COLUMBUS, Ohio - As rallies, town hall meetings and teach-ins spread throughout the state up to 10,000 Ohioans converged on the Statehouse here Tuesday to protest a Republican bill to repeal public employees' right to bargain collectively.
It was hard to estimate the size of the crowd that rallied on two sides of the building and filled the atrium and rotunda inside, as well as a large room in another state building where the fourth hearing on the measure, Senate Bill 5, was broadcast. In addition, the ranks of the demonstrators, some of whom arrived as early as 7:30 a.m., continually changed as buses came and left throughout the day. A large flood of Columbus area teachers appeared when school let out. (See related story: "Ohio workers, students: Why we fight")
Rattled by steadily growing demonstrations at previous hearings in the past two weeks, the Republicans tried to discourage and disperse the unprecedented mobilization. Many demonstrators were locked out in the early afternoon on false grounds that the Capitol building was over capacity. There were continual chants of "This is our house" and "Let us in," but the doors only reopened shortly before the hearing began at 4 p.m. when Democratic legislators sought a court order.

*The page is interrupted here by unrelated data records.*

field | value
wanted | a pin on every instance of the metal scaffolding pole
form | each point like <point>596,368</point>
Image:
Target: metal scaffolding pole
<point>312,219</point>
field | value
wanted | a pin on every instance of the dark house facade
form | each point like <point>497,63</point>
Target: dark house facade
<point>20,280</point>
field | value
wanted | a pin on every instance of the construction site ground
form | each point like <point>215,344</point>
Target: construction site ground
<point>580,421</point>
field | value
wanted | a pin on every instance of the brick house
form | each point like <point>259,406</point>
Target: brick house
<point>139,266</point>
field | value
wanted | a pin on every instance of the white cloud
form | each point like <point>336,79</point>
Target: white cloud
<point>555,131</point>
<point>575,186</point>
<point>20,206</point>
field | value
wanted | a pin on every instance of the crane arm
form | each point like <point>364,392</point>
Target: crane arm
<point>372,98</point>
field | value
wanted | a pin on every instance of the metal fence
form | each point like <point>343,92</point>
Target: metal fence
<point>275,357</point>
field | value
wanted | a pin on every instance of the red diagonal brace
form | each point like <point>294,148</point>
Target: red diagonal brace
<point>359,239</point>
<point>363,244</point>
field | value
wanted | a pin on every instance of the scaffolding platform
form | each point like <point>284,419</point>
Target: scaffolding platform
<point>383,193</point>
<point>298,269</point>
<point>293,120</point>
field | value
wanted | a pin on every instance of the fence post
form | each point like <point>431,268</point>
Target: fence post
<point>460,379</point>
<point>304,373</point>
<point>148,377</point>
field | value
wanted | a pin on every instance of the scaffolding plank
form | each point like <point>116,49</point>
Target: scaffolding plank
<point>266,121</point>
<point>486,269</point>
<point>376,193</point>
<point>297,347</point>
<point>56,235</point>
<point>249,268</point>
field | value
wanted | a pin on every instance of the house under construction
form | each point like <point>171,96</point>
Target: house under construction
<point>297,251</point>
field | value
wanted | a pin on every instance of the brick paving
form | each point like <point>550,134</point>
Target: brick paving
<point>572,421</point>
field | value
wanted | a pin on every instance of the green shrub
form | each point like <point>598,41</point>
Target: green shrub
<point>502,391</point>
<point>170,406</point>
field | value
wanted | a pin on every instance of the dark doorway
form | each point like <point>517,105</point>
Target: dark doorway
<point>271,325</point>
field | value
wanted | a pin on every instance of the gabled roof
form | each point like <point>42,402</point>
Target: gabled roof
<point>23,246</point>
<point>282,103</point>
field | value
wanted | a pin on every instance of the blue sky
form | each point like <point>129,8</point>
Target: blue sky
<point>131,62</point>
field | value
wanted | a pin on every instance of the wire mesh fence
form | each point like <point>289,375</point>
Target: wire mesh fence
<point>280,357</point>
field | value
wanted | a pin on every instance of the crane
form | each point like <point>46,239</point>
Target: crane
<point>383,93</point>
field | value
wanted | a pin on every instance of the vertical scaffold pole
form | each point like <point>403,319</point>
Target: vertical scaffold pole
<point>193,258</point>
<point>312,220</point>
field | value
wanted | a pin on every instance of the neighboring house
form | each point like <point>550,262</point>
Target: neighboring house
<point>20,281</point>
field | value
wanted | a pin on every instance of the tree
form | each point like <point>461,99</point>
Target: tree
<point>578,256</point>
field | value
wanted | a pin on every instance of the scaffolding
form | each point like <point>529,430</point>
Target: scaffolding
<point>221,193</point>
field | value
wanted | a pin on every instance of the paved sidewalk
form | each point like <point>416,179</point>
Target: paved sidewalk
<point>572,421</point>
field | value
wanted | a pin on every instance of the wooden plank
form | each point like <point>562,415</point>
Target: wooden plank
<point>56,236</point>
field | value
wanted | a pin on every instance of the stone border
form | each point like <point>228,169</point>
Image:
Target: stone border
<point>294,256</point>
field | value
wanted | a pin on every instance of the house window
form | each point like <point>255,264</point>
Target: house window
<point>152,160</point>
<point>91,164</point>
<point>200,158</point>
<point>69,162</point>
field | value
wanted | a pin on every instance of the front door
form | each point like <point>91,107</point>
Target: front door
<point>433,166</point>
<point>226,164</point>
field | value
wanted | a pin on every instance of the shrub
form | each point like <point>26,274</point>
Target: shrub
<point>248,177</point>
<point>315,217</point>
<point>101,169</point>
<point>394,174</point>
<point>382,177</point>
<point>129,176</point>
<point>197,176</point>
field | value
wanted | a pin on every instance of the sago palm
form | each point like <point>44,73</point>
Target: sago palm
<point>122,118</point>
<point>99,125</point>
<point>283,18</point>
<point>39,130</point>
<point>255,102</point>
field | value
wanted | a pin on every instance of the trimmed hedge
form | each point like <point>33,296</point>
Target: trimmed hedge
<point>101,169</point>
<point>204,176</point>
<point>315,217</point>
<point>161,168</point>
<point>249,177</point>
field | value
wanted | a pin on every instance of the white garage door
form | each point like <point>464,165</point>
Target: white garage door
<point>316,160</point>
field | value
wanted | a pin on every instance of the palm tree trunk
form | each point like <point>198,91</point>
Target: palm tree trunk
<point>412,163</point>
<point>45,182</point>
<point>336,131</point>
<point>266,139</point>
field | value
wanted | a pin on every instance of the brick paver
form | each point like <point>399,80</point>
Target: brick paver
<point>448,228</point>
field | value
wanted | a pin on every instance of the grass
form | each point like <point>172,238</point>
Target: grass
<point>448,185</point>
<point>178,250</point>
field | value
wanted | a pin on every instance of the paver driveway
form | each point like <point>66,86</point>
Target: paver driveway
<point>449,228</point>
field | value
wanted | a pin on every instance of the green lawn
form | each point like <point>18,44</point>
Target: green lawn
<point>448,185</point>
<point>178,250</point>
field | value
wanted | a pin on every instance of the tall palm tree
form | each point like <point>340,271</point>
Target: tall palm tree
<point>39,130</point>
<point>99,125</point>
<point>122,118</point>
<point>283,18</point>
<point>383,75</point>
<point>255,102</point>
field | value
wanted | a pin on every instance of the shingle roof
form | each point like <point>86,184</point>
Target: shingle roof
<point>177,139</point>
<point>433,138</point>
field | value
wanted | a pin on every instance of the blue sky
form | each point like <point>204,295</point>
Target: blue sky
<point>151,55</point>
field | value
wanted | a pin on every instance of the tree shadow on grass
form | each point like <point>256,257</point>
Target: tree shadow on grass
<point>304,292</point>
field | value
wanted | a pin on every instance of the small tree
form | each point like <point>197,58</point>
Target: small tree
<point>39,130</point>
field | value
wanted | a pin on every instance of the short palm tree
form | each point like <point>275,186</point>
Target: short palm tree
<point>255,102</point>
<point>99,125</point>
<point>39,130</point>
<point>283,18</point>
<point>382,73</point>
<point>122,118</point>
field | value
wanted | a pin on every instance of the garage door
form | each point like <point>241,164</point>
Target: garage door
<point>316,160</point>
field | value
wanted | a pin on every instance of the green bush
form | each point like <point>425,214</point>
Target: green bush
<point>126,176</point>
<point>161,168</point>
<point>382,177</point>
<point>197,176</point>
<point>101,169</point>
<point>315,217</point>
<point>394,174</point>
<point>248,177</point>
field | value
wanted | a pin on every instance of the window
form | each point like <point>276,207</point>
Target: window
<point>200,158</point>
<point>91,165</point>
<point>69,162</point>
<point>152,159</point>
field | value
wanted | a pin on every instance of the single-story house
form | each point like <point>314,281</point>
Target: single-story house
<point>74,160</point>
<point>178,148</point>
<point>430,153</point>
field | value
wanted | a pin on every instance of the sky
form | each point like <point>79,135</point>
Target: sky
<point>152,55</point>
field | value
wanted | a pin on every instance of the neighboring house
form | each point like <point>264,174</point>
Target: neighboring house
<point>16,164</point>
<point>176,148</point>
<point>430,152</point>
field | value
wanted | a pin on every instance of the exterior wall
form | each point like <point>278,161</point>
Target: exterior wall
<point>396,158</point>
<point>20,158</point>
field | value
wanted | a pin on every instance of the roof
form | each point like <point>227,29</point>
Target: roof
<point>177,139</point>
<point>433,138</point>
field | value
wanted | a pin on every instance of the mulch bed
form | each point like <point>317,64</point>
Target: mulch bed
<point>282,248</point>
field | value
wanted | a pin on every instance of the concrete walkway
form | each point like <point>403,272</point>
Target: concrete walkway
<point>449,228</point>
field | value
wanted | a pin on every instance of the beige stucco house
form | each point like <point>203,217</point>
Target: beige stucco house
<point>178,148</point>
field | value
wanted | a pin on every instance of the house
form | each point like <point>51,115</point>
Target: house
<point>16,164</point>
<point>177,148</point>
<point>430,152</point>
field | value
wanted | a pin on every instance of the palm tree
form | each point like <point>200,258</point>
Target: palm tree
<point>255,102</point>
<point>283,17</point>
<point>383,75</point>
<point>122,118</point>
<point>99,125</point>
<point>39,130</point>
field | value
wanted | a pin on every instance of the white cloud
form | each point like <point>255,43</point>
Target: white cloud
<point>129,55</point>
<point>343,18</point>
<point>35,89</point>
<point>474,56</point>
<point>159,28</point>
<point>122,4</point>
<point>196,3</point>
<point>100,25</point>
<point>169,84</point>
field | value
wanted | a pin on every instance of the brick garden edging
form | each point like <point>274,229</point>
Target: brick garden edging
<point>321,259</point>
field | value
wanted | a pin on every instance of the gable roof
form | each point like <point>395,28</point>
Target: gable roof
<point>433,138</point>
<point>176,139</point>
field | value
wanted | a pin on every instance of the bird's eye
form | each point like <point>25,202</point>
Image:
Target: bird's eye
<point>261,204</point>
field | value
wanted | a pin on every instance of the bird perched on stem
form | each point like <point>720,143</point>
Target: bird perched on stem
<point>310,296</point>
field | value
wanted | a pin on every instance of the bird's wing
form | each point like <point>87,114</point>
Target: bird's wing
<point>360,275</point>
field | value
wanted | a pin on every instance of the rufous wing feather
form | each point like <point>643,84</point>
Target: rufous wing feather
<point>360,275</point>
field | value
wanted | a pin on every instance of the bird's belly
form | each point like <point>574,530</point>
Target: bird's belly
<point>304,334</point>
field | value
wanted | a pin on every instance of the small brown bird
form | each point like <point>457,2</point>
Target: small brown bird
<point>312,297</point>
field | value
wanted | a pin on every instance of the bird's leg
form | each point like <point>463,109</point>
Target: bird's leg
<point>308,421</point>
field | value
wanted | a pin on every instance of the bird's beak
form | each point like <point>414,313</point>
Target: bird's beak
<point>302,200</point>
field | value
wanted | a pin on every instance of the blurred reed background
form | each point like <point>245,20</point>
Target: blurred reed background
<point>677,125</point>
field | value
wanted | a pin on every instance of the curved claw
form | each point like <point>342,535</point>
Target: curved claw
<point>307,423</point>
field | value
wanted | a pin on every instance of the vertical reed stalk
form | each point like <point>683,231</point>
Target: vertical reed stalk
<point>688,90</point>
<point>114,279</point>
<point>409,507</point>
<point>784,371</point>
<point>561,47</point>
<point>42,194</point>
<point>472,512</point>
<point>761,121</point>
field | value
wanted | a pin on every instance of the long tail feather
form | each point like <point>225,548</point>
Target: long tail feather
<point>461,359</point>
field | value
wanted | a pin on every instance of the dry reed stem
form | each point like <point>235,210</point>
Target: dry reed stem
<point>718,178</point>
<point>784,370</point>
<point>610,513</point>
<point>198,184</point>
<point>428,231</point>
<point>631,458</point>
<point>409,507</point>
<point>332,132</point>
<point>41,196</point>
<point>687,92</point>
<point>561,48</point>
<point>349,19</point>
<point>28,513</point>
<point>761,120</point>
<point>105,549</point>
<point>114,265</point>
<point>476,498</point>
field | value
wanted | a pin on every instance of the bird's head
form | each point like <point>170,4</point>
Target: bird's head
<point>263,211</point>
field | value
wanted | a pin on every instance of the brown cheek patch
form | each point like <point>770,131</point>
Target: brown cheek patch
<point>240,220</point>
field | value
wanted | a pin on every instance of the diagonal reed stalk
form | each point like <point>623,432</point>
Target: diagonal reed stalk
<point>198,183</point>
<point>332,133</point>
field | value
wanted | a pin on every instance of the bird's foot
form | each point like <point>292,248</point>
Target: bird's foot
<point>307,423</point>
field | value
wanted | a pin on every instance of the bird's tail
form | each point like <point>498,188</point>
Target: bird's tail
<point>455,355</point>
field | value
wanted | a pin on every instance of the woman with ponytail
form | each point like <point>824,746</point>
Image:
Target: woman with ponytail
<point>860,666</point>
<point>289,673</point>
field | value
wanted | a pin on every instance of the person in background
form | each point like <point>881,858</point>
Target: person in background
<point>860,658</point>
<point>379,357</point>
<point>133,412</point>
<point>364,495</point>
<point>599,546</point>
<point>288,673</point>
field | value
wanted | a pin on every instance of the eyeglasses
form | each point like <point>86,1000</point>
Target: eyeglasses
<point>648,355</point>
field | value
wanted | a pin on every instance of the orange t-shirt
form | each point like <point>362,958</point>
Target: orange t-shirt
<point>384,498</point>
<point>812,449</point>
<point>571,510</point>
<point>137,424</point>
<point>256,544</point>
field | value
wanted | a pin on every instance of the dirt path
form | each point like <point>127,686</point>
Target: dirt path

Although the hearing that day was supposed to be allocated to opponents of the bill, the session opened with lengthy presentations by supporters including from the management office of the state universities and the ultra-right-wing tea party. The state AFL-CIO charged that many opponents were denied the right to testify and that e-mails from union members to Republican legislators were being blocked.
In fact, the Republicans have been inundated by opponents' calls and e-mails, encouraged by phone banks of unions and Organizing for America, President Barack Obama's campaign group. Some Republicans have broken ranks and come out against the bill and others are wavering. OCSEA, the union representing most state workers, reported that a proposal has been made to reinstate the right to negotiate wages but not benefits or conditions of employment. This is seen as an attempt by Republican Gov. John Kasich to stop GOP defections as well as possibly divide Democrats.
Former Gov. Ted Strickland, a Democrat who was narrowly defeated by Kasich in November, was given a hero's welcome as he made his way through the crowds inside and outside the Capitol.
"Bring back Ted," the people chanted.
"This is nothing but a political power grab," Strickland said. "An attempt (by the Republicans) to consolidate power and diminish the rights of working people all in the guise of fiscal restraint. There is an attitude of elitism, arrogance and disrespect."
"This is about dignity, it's about respect," the former governor said, speaking from the balcony of the Capitol atrium to the crowd below. "I will be here as long as it takes," he said to deafening cheers as people chanted, "Kill the bill," "We want respect!" and "Recall Kasich."
Strickland, who had sent robocalls and e-mails to mobilize for the protest, was accompanied by U.S. Congressman Tim Ryan from Youngstown. Two other Democratic members of Congress, Betty Sutton and Dennis Kucinich, also took part.
The demonstrators from towns and cities throughout the state included contingents from virtually every union, in both the public and private sector, as well as students from many state universities, retirees and ordinary citizens, many brought by buses from Democratic Party offices. They held union banners and printed signs saying "Stop SB 5" and "Save Collective Bargaining," as well as many imaginative homemade placards.
"Welcome to Kasichistan," read one. "K-SICK You make ME-SICK," read another. A teacher held a sign reading, "In our school we call this bullying."
Many had been in town hall meetings involving thousands protesting SB 5 the previous day in Youngstown, Dayton, Toledo and Cincinnati. Kasich, speaking at a meeting of the Chamber of Commerce, faced 1,000 demonstrators the night before in Canton.
Tired and weary from the long day in at the Capitol, two union officials reported being stopped by police for traffic violations in Columbus and Cleveland on their way home. When they explained where they had been, the officers, whose unions took part in the protest, waved them on with one saying, "This is your lucky day."
It seems that actions are happening almost daily somewhere in the state. Students at Cleveland State University have called a rally against SB 5 at noon Thursday, Feb. 24, in the city's Public Square. The Lorain County Central Labor Council is holding rallies the same day in Elyria and Lorain. Next Wednesday, March 2, students at Ohio University plan a teach-in and film showing.
There is widespread understanding that the anti-labor attack in Ohio is part of a coordinated national offensive occurring in other states like Wisconsin, Indiana and New Jersey with radical right-wing governors. This was underscored Wednesday with the prank phone call to Wisconsin Gov. Scott Walker from someone posing as right-wing oil billionaire David Koch, a funder of groups promoting elimination of union bargaining rights. In the call, Walker, facing continual massive Statehouse protests against similar legislation, admitted he and Kasich are in daily contact.